Ah ! Mourir, c’est vrai, il n’en était pas loin. Et toujours et sans cesse répétée, cette envie de partir. Une envie mangeante, rongeante, obsédante. Il ne lui restait plus qu’un bout de vie. Le reste lui fut rendu tout et d’un coup, quand il décida de partir, un matin, à cheval. Il prit au hasard la route vers le Midi. Il voyagea des mois, des années, traversa mille paysages. Un jour il arriva, amaigri, assoiffé, dans un très grand désert. Une cabane était là, posée comme un mirage, sur le sable brûlant. Il frappa à sa porte qui résonna, une porte véritable. Une vieille se montra.
« Que fais-tu là, si jeunet, ici où rien ne vit, où rien ne pousse ?
- Bonne femme, j’ai si soif. Et puis je cherche l’Amour des trois Oranges.
- Mon pauvret, si mon fils le vent du Sud rentre ici et te voit, il ne restera rien de toi ! »
La vieille fit un mirage, véritable, un peu flou et bien vert, avec une fontaine et des arbres fruitiers. Elle le cacha dedans. A cet instant arriva de loin, un tourbillon brûlant de poussière jaune, tout parfumé de musc et de piment.

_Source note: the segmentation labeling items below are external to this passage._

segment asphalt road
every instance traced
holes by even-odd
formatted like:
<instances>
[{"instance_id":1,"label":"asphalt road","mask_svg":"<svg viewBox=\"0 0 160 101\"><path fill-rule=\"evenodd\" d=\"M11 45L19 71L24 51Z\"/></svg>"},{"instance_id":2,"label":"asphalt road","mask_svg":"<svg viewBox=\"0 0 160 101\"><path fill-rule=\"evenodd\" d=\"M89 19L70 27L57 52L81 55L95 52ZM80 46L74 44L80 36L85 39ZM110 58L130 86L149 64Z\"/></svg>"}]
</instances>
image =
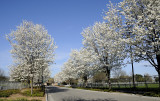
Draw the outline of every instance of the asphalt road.
<instances>
[{"instance_id":1,"label":"asphalt road","mask_svg":"<svg viewBox=\"0 0 160 101\"><path fill-rule=\"evenodd\" d=\"M72 89L65 87L46 87L48 101L160 101L157 97L146 97L124 93L109 93Z\"/></svg>"}]
</instances>

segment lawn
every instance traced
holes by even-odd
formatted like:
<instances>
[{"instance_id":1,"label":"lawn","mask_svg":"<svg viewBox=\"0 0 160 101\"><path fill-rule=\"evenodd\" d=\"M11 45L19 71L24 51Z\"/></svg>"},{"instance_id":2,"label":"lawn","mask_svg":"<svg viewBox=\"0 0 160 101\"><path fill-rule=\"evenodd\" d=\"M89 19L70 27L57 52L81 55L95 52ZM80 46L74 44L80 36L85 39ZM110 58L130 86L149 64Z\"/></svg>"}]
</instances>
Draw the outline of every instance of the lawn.
<instances>
[{"instance_id":1,"label":"lawn","mask_svg":"<svg viewBox=\"0 0 160 101\"><path fill-rule=\"evenodd\" d=\"M45 101L45 93L41 88L34 88L31 95L30 88L22 90L0 91L0 101Z\"/></svg>"}]
</instances>

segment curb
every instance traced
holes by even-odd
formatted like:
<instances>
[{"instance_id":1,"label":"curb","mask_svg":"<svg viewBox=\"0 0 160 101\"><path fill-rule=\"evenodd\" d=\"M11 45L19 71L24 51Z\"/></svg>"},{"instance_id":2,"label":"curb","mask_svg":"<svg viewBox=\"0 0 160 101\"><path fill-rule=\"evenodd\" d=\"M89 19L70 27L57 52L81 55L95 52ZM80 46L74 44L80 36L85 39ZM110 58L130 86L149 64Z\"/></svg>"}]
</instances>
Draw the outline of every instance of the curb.
<instances>
[{"instance_id":1,"label":"curb","mask_svg":"<svg viewBox=\"0 0 160 101\"><path fill-rule=\"evenodd\" d=\"M46 87L45 87L45 93L46 93L46 101L48 101L48 92Z\"/></svg>"}]
</instances>

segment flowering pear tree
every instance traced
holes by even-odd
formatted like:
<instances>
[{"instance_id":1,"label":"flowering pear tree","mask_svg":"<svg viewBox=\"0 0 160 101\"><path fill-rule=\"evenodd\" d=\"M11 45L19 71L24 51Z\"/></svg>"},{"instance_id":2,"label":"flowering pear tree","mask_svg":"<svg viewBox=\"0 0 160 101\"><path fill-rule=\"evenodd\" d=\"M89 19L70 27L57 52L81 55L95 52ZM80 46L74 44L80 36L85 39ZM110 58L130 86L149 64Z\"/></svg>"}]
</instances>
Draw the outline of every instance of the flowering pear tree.
<instances>
[{"instance_id":1,"label":"flowering pear tree","mask_svg":"<svg viewBox=\"0 0 160 101\"><path fill-rule=\"evenodd\" d=\"M94 55L93 51L82 48L81 50L73 50L71 58L74 60L75 72L78 78L84 80L85 86L87 85L88 78L93 75L95 70L98 70L98 58Z\"/></svg>"},{"instance_id":2,"label":"flowering pear tree","mask_svg":"<svg viewBox=\"0 0 160 101\"><path fill-rule=\"evenodd\" d=\"M126 42L135 47L137 61L147 60L159 75L160 88L160 1L124 0L122 14L133 27L134 38Z\"/></svg>"},{"instance_id":3,"label":"flowering pear tree","mask_svg":"<svg viewBox=\"0 0 160 101\"><path fill-rule=\"evenodd\" d=\"M100 64L108 78L109 89L111 89L110 73L112 69L120 68L124 59L124 44L121 42L121 17L118 10L112 4L106 12L106 22L96 22L92 27L82 32L83 44L97 54Z\"/></svg>"},{"instance_id":4,"label":"flowering pear tree","mask_svg":"<svg viewBox=\"0 0 160 101\"><path fill-rule=\"evenodd\" d=\"M19 73L30 78L32 94L35 75L54 62L54 40L42 25L28 21L23 21L17 30L6 37L12 46L11 54L15 64L19 67L16 69L21 69L23 72Z\"/></svg>"}]
</instances>

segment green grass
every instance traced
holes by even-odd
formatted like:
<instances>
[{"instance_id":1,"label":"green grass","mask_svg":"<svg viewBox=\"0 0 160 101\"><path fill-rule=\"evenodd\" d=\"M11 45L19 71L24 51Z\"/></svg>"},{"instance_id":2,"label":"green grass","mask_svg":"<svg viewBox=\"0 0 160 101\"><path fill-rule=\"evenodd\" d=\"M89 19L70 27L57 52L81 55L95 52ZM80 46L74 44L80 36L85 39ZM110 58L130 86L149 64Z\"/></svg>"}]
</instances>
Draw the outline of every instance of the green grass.
<instances>
[{"instance_id":1,"label":"green grass","mask_svg":"<svg viewBox=\"0 0 160 101\"><path fill-rule=\"evenodd\" d=\"M36 99L32 99L32 100L27 100L27 99L16 99L16 100L0 99L0 101L42 101L42 100L36 100Z\"/></svg>"},{"instance_id":2,"label":"green grass","mask_svg":"<svg viewBox=\"0 0 160 101\"><path fill-rule=\"evenodd\" d=\"M92 90L92 91L102 91L102 92L124 92L124 93L131 93L131 94L140 94L144 96L152 96L152 97L160 97L160 90L158 84L148 84L146 85L137 86L136 88L130 86L120 86L120 87L112 87L109 90L107 87L94 87L94 88L83 88L78 87L78 89L85 89L85 90Z\"/></svg>"},{"instance_id":3,"label":"green grass","mask_svg":"<svg viewBox=\"0 0 160 101\"><path fill-rule=\"evenodd\" d=\"M32 96L32 97L43 97L44 96L44 90L41 88L39 89L33 89L33 94L31 95L31 90L26 90L22 93L25 96Z\"/></svg>"},{"instance_id":4,"label":"green grass","mask_svg":"<svg viewBox=\"0 0 160 101\"><path fill-rule=\"evenodd\" d=\"M12 94L20 93L20 90L1 90L0 97L9 97Z\"/></svg>"}]
</instances>

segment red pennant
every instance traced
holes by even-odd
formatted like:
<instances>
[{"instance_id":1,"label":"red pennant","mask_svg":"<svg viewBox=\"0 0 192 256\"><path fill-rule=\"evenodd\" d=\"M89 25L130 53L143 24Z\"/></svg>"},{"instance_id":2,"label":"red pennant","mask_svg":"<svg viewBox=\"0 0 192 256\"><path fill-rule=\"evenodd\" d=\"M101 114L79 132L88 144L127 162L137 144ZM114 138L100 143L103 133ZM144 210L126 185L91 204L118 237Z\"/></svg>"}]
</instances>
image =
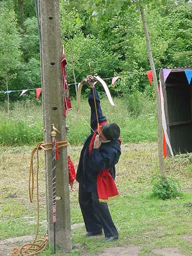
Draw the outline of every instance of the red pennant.
<instances>
[{"instance_id":1,"label":"red pennant","mask_svg":"<svg viewBox=\"0 0 192 256\"><path fill-rule=\"evenodd\" d=\"M166 141L165 140L165 136L163 132L163 155L164 156L164 158L166 158L167 156L167 148L166 146Z\"/></svg>"},{"instance_id":2,"label":"red pennant","mask_svg":"<svg viewBox=\"0 0 192 256\"><path fill-rule=\"evenodd\" d=\"M152 70L148 70L147 71L146 73L149 82L151 84L151 83L153 80L153 73L152 73Z\"/></svg>"},{"instance_id":3,"label":"red pennant","mask_svg":"<svg viewBox=\"0 0 192 256\"><path fill-rule=\"evenodd\" d=\"M37 89L36 89L36 98L37 99L37 100L38 100L42 90L42 88L37 88Z\"/></svg>"}]
</instances>

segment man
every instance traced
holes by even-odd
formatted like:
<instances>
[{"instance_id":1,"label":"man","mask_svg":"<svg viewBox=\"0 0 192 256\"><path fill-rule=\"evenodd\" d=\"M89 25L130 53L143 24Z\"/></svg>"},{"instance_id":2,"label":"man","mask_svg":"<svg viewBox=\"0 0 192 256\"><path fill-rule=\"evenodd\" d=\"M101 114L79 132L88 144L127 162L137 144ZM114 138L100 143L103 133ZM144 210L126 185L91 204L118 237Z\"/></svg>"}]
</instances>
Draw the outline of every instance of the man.
<instances>
[{"instance_id":1,"label":"man","mask_svg":"<svg viewBox=\"0 0 192 256\"><path fill-rule=\"evenodd\" d=\"M92 77L87 78L91 80ZM110 242L118 239L118 232L107 204L103 202L106 202L109 197L118 194L114 180L115 165L121 154L118 140L120 129L116 124L107 123L103 115L93 82L90 82L89 84L90 90L88 100L91 108L92 130L81 152L77 171L76 179L79 183L79 202L87 236L102 234L103 228L105 236L103 242ZM98 132L96 111L101 127L101 131Z\"/></svg>"}]
</instances>

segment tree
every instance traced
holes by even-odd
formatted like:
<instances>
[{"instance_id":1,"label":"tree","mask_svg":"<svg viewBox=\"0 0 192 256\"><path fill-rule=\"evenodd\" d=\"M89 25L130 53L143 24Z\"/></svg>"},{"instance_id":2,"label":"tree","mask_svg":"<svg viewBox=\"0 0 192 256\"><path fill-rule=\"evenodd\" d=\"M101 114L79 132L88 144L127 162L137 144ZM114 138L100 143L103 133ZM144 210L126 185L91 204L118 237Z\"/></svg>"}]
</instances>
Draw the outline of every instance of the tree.
<instances>
[{"instance_id":1,"label":"tree","mask_svg":"<svg viewBox=\"0 0 192 256\"><path fill-rule=\"evenodd\" d=\"M0 10L0 76L4 87L9 90L9 83L17 75L16 70L20 63L22 52L20 49L21 37L17 28L17 20L14 11L3 7ZM9 111L9 96L7 93L8 111Z\"/></svg>"},{"instance_id":2,"label":"tree","mask_svg":"<svg viewBox=\"0 0 192 256\"><path fill-rule=\"evenodd\" d=\"M19 12L19 24L23 29L24 23L24 12L23 11L23 0L18 0L18 7Z\"/></svg>"},{"instance_id":3,"label":"tree","mask_svg":"<svg viewBox=\"0 0 192 256\"><path fill-rule=\"evenodd\" d=\"M153 58L150 46L150 41L148 35L148 28L145 17L143 6L147 3L152 2L152 1L147 0L129 0L125 1L124 0L106 0L104 4L102 0L92 1L92 4L95 7L96 10L94 10L93 14L97 15L100 18L101 21L103 21L104 13L107 14L107 17L109 17L112 14L118 14L122 10L130 12L134 10L133 8L133 4L136 4L139 8L144 26L144 30L146 36L147 45L147 51L148 52L149 59L150 62L151 68L152 70L153 76L153 81L156 92L156 101L157 103L157 113L158 117L158 148L159 152L159 160L160 164L160 173L163 177L163 179L166 179L165 166L164 161L163 152L162 149L163 145L163 128L162 126L161 108L160 107L160 97L158 92L158 83L157 81L156 71L154 64ZM158 4L161 1L156 1L156 4Z\"/></svg>"}]
</instances>

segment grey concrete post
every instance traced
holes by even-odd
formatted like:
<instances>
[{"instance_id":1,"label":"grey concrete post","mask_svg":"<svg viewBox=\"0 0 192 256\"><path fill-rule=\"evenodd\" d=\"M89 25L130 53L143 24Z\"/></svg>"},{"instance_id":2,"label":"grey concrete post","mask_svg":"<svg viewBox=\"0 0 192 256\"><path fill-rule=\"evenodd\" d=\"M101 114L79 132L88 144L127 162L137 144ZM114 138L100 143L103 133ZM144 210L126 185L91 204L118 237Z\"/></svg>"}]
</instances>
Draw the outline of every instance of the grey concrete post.
<instances>
[{"instance_id":1,"label":"grey concrete post","mask_svg":"<svg viewBox=\"0 0 192 256\"><path fill-rule=\"evenodd\" d=\"M65 118L61 60L62 46L59 0L39 0L39 18L41 32L41 63L43 106L46 142L51 141L51 124L61 132L58 141L66 140ZM67 152L59 149L56 161L57 201L56 244L66 251L72 248ZM53 245L52 184L51 151L45 153L47 212L49 240Z\"/></svg>"}]
</instances>

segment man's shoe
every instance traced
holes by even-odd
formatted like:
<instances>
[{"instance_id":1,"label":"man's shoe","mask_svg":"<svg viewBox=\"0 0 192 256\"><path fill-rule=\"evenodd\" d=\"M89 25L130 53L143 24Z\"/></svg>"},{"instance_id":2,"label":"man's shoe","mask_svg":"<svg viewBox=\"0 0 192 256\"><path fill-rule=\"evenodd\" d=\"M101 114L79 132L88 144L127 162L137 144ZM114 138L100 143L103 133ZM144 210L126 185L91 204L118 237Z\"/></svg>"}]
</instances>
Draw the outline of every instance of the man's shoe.
<instances>
[{"instance_id":1,"label":"man's shoe","mask_svg":"<svg viewBox=\"0 0 192 256\"><path fill-rule=\"evenodd\" d=\"M94 232L87 232L85 235L87 237L90 236L102 236L102 232L100 232L99 233L95 233Z\"/></svg>"},{"instance_id":2,"label":"man's shoe","mask_svg":"<svg viewBox=\"0 0 192 256\"><path fill-rule=\"evenodd\" d=\"M119 238L118 236L110 236L109 237L106 237L103 240L102 242L112 242L112 241L115 241L117 240Z\"/></svg>"}]
</instances>

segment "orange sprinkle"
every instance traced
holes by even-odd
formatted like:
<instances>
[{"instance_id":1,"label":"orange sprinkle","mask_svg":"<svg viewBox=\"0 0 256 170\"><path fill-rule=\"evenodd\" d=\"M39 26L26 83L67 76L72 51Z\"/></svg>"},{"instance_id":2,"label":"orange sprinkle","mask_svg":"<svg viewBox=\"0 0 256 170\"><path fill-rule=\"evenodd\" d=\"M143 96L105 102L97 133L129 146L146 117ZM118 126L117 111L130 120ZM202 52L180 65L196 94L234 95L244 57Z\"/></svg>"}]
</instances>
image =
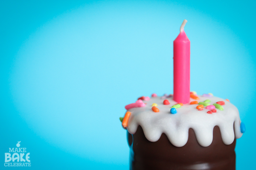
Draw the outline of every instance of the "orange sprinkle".
<instances>
[{"instance_id":1,"label":"orange sprinkle","mask_svg":"<svg viewBox=\"0 0 256 170\"><path fill-rule=\"evenodd\" d=\"M198 109L202 109L204 108L204 105L198 105L196 107L196 108Z\"/></svg>"},{"instance_id":2,"label":"orange sprinkle","mask_svg":"<svg viewBox=\"0 0 256 170\"><path fill-rule=\"evenodd\" d=\"M122 125L124 128L126 128L127 127L127 124L128 124L128 120L129 120L129 118L131 116L131 112L127 112L125 113L125 117L124 117L124 119L123 119L123 121L122 123Z\"/></svg>"},{"instance_id":3,"label":"orange sprinkle","mask_svg":"<svg viewBox=\"0 0 256 170\"><path fill-rule=\"evenodd\" d=\"M195 100L199 100L200 99L197 96L195 96L193 93L190 93L190 97Z\"/></svg>"},{"instance_id":4,"label":"orange sprinkle","mask_svg":"<svg viewBox=\"0 0 256 170\"><path fill-rule=\"evenodd\" d=\"M159 109L155 106L153 106L151 108L154 112L159 112Z\"/></svg>"},{"instance_id":5,"label":"orange sprinkle","mask_svg":"<svg viewBox=\"0 0 256 170\"><path fill-rule=\"evenodd\" d=\"M198 102L193 101L193 102L190 102L190 105L195 105L195 104L198 104Z\"/></svg>"}]
</instances>

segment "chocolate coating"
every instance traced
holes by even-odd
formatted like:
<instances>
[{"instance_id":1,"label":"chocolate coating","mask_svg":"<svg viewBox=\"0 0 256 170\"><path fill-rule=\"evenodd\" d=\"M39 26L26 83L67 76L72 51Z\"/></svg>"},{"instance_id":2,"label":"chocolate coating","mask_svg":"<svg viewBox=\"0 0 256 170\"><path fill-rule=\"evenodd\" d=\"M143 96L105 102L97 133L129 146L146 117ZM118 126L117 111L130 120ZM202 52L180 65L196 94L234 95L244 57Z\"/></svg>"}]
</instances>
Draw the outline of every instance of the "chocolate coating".
<instances>
[{"instance_id":1,"label":"chocolate coating","mask_svg":"<svg viewBox=\"0 0 256 170\"><path fill-rule=\"evenodd\" d=\"M236 139L231 144L225 144L218 126L213 129L212 142L207 147L198 144L191 128L188 142L182 147L172 145L164 133L157 141L149 142L140 126L134 135L127 134L130 170L236 169Z\"/></svg>"}]
</instances>

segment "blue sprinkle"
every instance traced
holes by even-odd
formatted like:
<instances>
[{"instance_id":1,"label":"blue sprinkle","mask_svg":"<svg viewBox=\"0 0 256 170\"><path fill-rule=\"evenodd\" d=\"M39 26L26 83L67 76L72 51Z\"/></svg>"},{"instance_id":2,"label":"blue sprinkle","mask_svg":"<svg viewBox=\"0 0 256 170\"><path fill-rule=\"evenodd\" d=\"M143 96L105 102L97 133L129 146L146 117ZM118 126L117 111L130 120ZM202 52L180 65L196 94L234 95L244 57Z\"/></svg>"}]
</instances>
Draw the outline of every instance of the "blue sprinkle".
<instances>
[{"instance_id":1,"label":"blue sprinkle","mask_svg":"<svg viewBox=\"0 0 256 170\"><path fill-rule=\"evenodd\" d=\"M175 114L177 113L177 110L175 108L172 108L171 109L171 113L172 114Z\"/></svg>"},{"instance_id":2,"label":"blue sprinkle","mask_svg":"<svg viewBox=\"0 0 256 170\"><path fill-rule=\"evenodd\" d=\"M245 132L245 125L243 122L241 122L240 125L240 129L241 130L241 133L244 133Z\"/></svg>"}]
</instances>

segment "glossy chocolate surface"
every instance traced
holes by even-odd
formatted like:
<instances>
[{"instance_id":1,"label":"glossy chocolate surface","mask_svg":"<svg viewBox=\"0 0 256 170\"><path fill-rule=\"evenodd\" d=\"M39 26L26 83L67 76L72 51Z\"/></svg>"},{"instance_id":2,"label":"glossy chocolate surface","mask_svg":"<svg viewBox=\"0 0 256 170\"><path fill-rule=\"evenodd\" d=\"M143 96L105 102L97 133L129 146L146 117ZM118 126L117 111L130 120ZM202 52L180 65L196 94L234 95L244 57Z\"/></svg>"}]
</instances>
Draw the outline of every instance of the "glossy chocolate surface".
<instances>
[{"instance_id":1,"label":"glossy chocolate surface","mask_svg":"<svg viewBox=\"0 0 256 170\"><path fill-rule=\"evenodd\" d=\"M173 145L164 133L157 141L148 141L140 126L134 135L127 134L130 170L236 169L236 139L231 144L224 144L218 126L213 129L212 142L207 147L198 144L191 128L188 142L182 147Z\"/></svg>"}]
</instances>

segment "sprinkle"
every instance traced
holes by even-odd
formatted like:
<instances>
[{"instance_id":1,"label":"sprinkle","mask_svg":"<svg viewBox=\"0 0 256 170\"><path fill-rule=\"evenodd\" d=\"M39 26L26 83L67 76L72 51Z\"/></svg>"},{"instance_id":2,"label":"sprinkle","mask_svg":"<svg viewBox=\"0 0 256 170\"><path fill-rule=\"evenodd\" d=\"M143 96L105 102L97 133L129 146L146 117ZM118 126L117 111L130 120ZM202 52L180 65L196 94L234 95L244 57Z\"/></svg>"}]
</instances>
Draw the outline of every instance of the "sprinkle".
<instances>
[{"instance_id":1,"label":"sprinkle","mask_svg":"<svg viewBox=\"0 0 256 170\"><path fill-rule=\"evenodd\" d=\"M123 120L124 118L123 117L120 117L119 118L119 119L120 119L120 121L121 121L121 122L122 122L122 120Z\"/></svg>"},{"instance_id":2,"label":"sprinkle","mask_svg":"<svg viewBox=\"0 0 256 170\"><path fill-rule=\"evenodd\" d=\"M157 104L155 103L154 103L153 104L152 104L152 105L151 105L151 106L157 106Z\"/></svg>"},{"instance_id":3,"label":"sprinkle","mask_svg":"<svg viewBox=\"0 0 256 170\"><path fill-rule=\"evenodd\" d=\"M195 105L195 104L198 104L198 102L193 101L193 102L190 102L190 105Z\"/></svg>"},{"instance_id":4,"label":"sprinkle","mask_svg":"<svg viewBox=\"0 0 256 170\"><path fill-rule=\"evenodd\" d=\"M177 109L177 108L180 108L180 105L179 104L177 104L177 105L175 105L172 106L171 108L175 108Z\"/></svg>"},{"instance_id":5,"label":"sprinkle","mask_svg":"<svg viewBox=\"0 0 256 170\"><path fill-rule=\"evenodd\" d=\"M213 105L209 105L206 107L207 109L212 110L212 109L214 109L215 108L215 106Z\"/></svg>"},{"instance_id":6,"label":"sprinkle","mask_svg":"<svg viewBox=\"0 0 256 170\"><path fill-rule=\"evenodd\" d=\"M144 97L144 96L143 96L142 97L138 98L138 100L139 100L139 99L144 100L145 98L145 97Z\"/></svg>"},{"instance_id":7,"label":"sprinkle","mask_svg":"<svg viewBox=\"0 0 256 170\"><path fill-rule=\"evenodd\" d=\"M177 110L175 108L172 108L170 112L172 114L175 114L177 113Z\"/></svg>"},{"instance_id":8,"label":"sprinkle","mask_svg":"<svg viewBox=\"0 0 256 170\"><path fill-rule=\"evenodd\" d=\"M165 105L170 105L170 102L169 102L168 100L164 100L163 101L163 104Z\"/></svg>"},{"instance_id":9,"label":"sprinkle","mask_svg":"<svg viewBox=\"0 0 256 170\"><path fill-rule=\"evenodd\" d=\"M198 97L195 96L195 95L193 93L190 93L190 97L193 99L195 99L195 100L199 100L200 99Z\"/></svg>"},{"instance_id":10,"label":"sprinkle","mask_svg":"<svg viewBox=\"0 0 256 170\"><path fill-rule=\"evenodd\" d=\"M192 91L191 93L192 93L194 94L196 94L196 92L195 91Z\"/></svg>"},{"instance_id":11,"label":"sprinkle","mask_svg":"<svg viewBox=\"0 0 256 170\"><path fill-rule=\"evenodd\" d=\"M199 102L198 103L198 105L203 105L204 106L209 106L209 105L211 105L208 103L206 103L205 102Z\"/></svg>"},{"instance_id":12,"label":"sprinkle","mask_svg":"<svg viewBox=\"0 0 256 170\"><path fill-rule=\"evenodd\" d=\"M206 103L209 103L210 102L211 102L211 101L209 99L207 99L207 100L204 100L204 102L205 102Z\"/></svg>"},{"instance_id":13,"label":"sprinkle","mask_svg":"<svg viewBox=\"0 0 256 170\"><path fill-rule=\"evenodd\" d=\"M196 107L196 108L198 109L202 109L204 108L204 105L198 105Z\"/></svg>"},{"instance_id":14,"label":"sprinkle","mask_svg":"<svg viewBox=\"0 0 256 170\"><path fill-rule=\"evenodd\" d=\"M240 124L240 130L243 133L245 132L245 125L243 122L241 122Z\"/></svg>"},{"instance_id":15,"label":"sprinkle","mask_svg":"<svg viewBox=\"0 0 256 170\"><path fill-rule=\"evenodd\" d=\"M209 94L203 94L203 97L212 97L212 96Z\"/></svg>"},{"instance_id":16,"label":"sprinkle","mask_svg":"<svg viewBox=\"0 0 256 170\"><path fill-rule=\"evenodd\" d=\"M150 98L148 96L146 96L144 98L144 100L148 101L150 100Z\"/></svg>"},{"instance_id":17,"label":"sprinkle","mask_svg":"<svg viewBox=\"0 0 256 170\"><path fill-rule=\"evenodd\" d=\"M151 95L151 97L157 97L157 94L156 94L155 93L153 93L153 94L152 94L152 95Z\"/></svg>"},{"instance_id":18,"label":"sprinkle","mask_svg":"<svg viewBox=\"0 0 256 170\"><path fill-rule=\"evenodd\" d=\"M136 101L135 103L143 103L143 102L140 99L139 99L137 101Z\"/></svg>"},{"instance_id":19,"label":"sprinkle","mask_svg":"<svg viewBox=\"0 0 256 170\"><path fill-rule=\"evenodd\" d=\"M218 102L216 102L216 103L220 105L225 105L225 102L224 102L223 101Z\"/></svg>"},{"instance_id":20,"label":"sprinkle","mask_svg":"<svg viewBox=\"0 0 256 170\"><path fill-rule=\"evenodd\" d=\"M155 106L153 106L151 108L154 112L159 112L159 109Z\"/></svg>"},{"instance_id":21,"label":"sprinkle","mask_svg":"<svg viewBox=\"0 0 256 170\"><path fill-rule=\"evenodd\" d=\"M124 119L123 119L122 122L122 125L124 128L126 128L127 127L128 120L129 120L129 118L130 117L130 116L131 112L127 112L125 113L125 117L124 117Z\"/></svg>"},{"instance_id":22,"label":"sprinkle","mask_svg":"<svg viewBox=\"0 0 256 170\"><path fill-rule=\"evenodd\" d=\"M222 106L219 105L218 104L214 103L213 104L213 105L214 106L215 106L215 107L216 108L217 108L217 109L218 109L218 110L223 110L224 109L223 109L223 107L222 107Z\"/></svg>"},{"instance_id":23,"label":"sprinkle","mask_svg":"<svg viewBox=\"0 0 256 170\"><path fill-rule=\"evenodd\" d=\"M126 105L125 106L125 109L126 109L126 110L129 110L132 108L141 108L142 107L144 107L145 106L145 104L143 102L142 102L142 103L131 103L128 105Z\"/></svg>"},{"instance_id":24,"label":"sprinkle","mask_svg":"<svg viewBox=\"0 0 256 170\"><path fill-rule=\"evenodd\" d=\"M167 97L172 97L173 96L173 95L172 94L169 94L169 96L168 96Z\"/></svg>"}]
</instances>

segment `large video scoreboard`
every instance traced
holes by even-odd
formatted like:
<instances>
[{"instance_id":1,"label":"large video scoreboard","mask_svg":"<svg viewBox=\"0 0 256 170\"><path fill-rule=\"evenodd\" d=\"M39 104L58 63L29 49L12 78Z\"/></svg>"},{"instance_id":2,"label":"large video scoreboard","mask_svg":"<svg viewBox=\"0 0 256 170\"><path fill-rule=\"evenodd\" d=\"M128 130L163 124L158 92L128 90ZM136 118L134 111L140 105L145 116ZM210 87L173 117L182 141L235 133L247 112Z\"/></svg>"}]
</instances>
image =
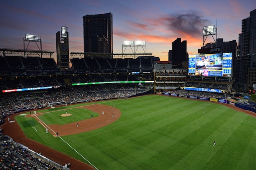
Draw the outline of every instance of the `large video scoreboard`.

« Je sens la chair, ma mère !
- C’est un mouton que je t’ai préparé, mon fils ! »
Le vent du Sud mangea le mouton entier, même la laine, même les yeux, même les os. Dans un mouvement souple, aussi chaud que le feu, le vent repu s’étendit sur la natte.
« As-tu encore faim, mon fils ?
- Non, vraiment, ma mère.
- Alors je vais pouvoir te dire : un jeune étranger est là, qui cherche l’Amour des trois Oranges.
- Le malheureux garçon. Montre-le moi. »
La vieille effaça le mirage et présenta le prince à son fils. Dans un mugissement brûlant le vent du Sud lui dit :
« Emporte avec toi de l’huile et de la graisse et puis va ton chemin… » et très affaibli par sa journée à caresser, à onduler, à dessécher les champs et les prés, il s’affaissa d’un grand coup et dormit aussitôt.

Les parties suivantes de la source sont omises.